Manica perplesso sul prezziario.

Alessio Manica (Pd) ha apprezzato che la Giunta, pur senza essere obbligata abbia presentato oggi i contenuti delle modifiche ai consiglieri, ma ha anche lamentato la difficoltà di comprendere le spiegazioni degli assessori in mancanza dei testi degli emendamenti, vista la complessità dei temi toccati. Il rischio – ha detto – è che queste difficoltà finiscano per vanificare la seduta della Commissione. Il consigliere ha poi ringraziato Tonina per aver preso in mano il tema delle concessioni, mentre ha chiesto chiarimenti all’assessore Gottardi sull’emendamento riferito al prezziario che, a suo avviso, suscita perplessità. Ha infine chiesto spiegazioni sulla possibilità di subappaltare da parte della vincitore ad un’altra ditta partecipante alla gara e sulla rimozione concessa solo ai vigili del fuoco dell’obbligo del Mepat.
Sulle parole di Manica riferite alla Commissione, il presidente Job ha ricordato l’importante impegno dimostrato dall’organismo nell’esame del ddl, impegno che ha stimolato la Giunta ad apportare le modifiche illustrate oggi. La cui presentazione questa seduta non è quindi, a suo avviso, un passaggio inutile.

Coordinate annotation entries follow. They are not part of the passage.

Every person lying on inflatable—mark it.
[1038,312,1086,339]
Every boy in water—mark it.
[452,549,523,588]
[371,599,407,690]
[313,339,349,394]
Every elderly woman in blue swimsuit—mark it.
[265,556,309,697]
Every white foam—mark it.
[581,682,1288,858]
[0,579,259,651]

Rispondendo a Manica l’assessore Gottardi, a proposito dell’emendamento sul prezziario, ha precisato che sarà la Giunta a stabilire parametri di valutazione tendenzialmente più oggettivi rispetto al sistema attuale. Questo per evitare di mettere in difficoltà le aziende che si trovano a dover partire da valutazioni diverse.

Ossanna: bene lo spostamento da 3 a 6 mesi delle dichiarazioni per il Mepat.

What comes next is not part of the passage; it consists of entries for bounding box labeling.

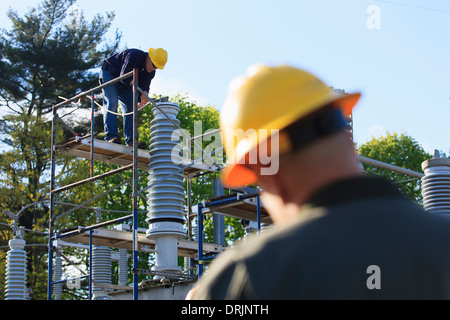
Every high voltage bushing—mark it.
[422,158,450,213]
[53,252,62,300]
[5,239,27,300]
[146,102,186,271]
[92,246,111,300]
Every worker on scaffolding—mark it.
[100,48,167,149]
[187,66,450,301]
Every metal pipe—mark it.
[197,203,203,278]
[47,106,56,300]
[358,156,424,179]
[89,92,95,178]
[132,69,139,300]
[52,164,133,193]
[54,71,133,108]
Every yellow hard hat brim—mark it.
[221,93,361,188]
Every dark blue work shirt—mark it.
[104,49,155,92]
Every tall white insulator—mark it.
[53,252,62,300]
[92,246,112,300]
[5,239,27,300]
[146,102,186,272]
[422,157,450,213]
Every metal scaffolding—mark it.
[1,69,436,300]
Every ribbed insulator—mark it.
[147,102,185,238]
[118,249,128,286]
[5,239,27,300]
[422,158,450,213]
[53,252,62,300]
[92,246,111,300]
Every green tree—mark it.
[358,132,432,203]
[0,0,120,299]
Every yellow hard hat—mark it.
[148,48,167,69]
[220,65,361,188]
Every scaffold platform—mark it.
[64,228,225,258]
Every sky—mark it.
[0,0,450,155]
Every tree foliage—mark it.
[358,132,432,203]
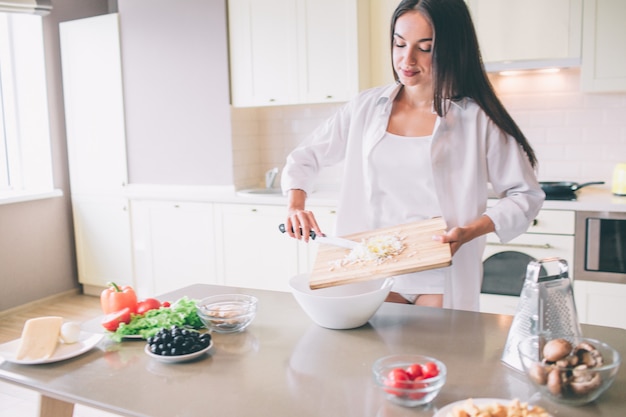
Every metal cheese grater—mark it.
[502,258,582,371]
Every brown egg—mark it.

Lorenzo Ossanna (Patt) ha giudicato utili le modifiche presentate e in particolare l’emendamento preannunciato dall’assessore Gottardi con cui si consente ad un progettista di assumere anche la direzione dei lavori. “In tal modo – ha osservato – si eviteranno i contenziosi”. Bene a suo avviso anche l’emendamento che sposta da 3 a 6 mesi gli obblighi delle dichiarazioni degli operatori economici per il Mepat. Secondo Ossanna, poi, a monte sull’aggiornamento del prezziario vi è l’esigenza che la Provincia approfondisca il tema. Il prezziario, insomma, va rivisto anche per recepire le novità che intervengono in questo campo. In ogni caso a suo avviso questa norma è un passo verso la semplificazione. E ha infine preannunciato la presentazione in Aula un emendamento all’9 sulla pianificazione urbanistica, in merito alla tempistica della presentazione dei progetti dei piani attuativi nei comuni.